A visit to Arizona and New Mexico in 1900 whetted Dixon’s appetite for roaming the West. He then joined another emerging Western artist, Edward Borein, on a trip through several Western states. Back in California, Dixon continued to illustrate Western books and magazines, though by the 1910s he was growing tired of portraying the West in the immensely popular yet unrealistic fashion of the day.
The Panama Pacific International Exposition—the 1915 World’s Fair held in San Francisco—exposed the West Coast art community to Impressionism and various modernist movements such as Fauvism. Dixon began experimenting with Impressionism and Postimpressionism while continuing to pursue a career in commercial design, particularly posters.
In 1919, Dixon met Dorothea Lange (1895-1968), then a portrait photographer who had moved west to San Francisco and who would become Dixon’s wife in 1920. Rigorous composition was a key element in Lange’s photography, and following his marriage to Lange, Dixon used composition as a primary means of conveying his artistic message, with a modernist emphasis on the simplified, abstract elements of painting. For the rest of his career, Dixon remained greatly interested in modernism, though he dismissed the pretentious notion that modernism was the only legitimate style for his time.
During the Great Depression Dixon and Lange both focused their art on the social and political issues. In this period, Lange produced works such as Migrant Mother, 1936, a photograph which depicts a poor Oklahoma woman surrounded by her children and which would become one of the most iconic images of the 20th century.
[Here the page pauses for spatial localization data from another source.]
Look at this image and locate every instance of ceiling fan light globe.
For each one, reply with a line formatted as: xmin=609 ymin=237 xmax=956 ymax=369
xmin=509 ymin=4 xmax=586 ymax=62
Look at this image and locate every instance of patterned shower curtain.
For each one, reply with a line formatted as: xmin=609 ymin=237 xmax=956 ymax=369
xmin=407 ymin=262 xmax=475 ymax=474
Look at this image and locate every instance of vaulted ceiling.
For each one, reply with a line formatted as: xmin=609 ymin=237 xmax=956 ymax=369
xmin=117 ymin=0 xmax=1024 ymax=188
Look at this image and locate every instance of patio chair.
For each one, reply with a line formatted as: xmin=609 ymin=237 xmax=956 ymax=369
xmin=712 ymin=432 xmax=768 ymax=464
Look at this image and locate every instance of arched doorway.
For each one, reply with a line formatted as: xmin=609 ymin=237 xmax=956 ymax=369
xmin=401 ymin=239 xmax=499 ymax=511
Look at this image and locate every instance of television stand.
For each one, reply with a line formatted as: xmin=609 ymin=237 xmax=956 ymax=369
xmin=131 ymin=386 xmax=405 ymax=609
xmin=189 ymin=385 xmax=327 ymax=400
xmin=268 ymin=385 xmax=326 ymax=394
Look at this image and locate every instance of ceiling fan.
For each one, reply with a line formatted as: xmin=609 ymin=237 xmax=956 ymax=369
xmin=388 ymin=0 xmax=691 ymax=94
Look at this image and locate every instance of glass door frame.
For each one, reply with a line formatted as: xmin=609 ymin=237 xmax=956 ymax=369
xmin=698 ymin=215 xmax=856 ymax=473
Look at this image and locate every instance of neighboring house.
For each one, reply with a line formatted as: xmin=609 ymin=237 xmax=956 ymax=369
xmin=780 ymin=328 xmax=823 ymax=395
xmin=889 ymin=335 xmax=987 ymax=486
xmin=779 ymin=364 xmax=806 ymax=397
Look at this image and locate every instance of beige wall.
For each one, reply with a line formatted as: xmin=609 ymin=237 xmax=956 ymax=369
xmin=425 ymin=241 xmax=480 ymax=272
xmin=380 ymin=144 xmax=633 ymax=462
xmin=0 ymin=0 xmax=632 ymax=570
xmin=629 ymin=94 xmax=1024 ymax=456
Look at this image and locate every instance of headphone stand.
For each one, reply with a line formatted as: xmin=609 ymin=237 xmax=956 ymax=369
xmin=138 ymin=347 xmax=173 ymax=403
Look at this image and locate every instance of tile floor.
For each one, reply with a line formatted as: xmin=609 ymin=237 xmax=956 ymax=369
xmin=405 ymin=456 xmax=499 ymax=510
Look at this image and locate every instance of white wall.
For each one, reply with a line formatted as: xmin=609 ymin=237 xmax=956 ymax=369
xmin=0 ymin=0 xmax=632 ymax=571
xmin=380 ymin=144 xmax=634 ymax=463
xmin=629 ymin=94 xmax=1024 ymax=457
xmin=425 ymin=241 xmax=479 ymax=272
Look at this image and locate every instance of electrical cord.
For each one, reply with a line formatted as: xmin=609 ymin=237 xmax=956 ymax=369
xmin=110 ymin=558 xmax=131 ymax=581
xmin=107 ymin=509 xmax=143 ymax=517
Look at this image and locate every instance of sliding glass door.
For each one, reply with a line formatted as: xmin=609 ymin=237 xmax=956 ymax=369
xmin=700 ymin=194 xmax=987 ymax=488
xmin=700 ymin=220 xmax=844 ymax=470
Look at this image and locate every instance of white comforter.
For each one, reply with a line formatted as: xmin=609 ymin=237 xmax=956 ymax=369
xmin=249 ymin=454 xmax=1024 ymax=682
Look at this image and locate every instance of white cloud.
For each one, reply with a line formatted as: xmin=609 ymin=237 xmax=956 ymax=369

Volcanic Hills, a recent gift to the Fred Jones Jr. Museum of Art from Jon and Dee Dee Stuart of Tulsa, dates from this time. In 1934, Dixon was commissioned by the federal government to document the construction of the Boulder Dam on the Colorado River in southern Nevada. While there, Dixon painted Volcanic Hills, a fresh, plein air (painted outdoors directly from nature) landscape, no doubt at a single sitting. It is inscribed to "old Snakebit Bob," Dixon’s affectionate nickname for Dorothea Lange. Dixon and Lange, who had had two sons together, divorced in 1934.
Dixon moved to mount Carmel, Utah, from San Francisco in 1939, two years after marrying prominent muralist Edith Hamlin. That region had inspired some of Dixon’s greatest paintings during his travels, and Dixon relished the quiet of the area. The couple spent winter months in Tucson, Arizona, where Dixon died in 1946. In his final years, Dixon continued creating works that merged modernism with Western subjects.
Dixon’s meanderings in life and art culminated in hundreds of works conveying the space, silence, and spirit of the American West.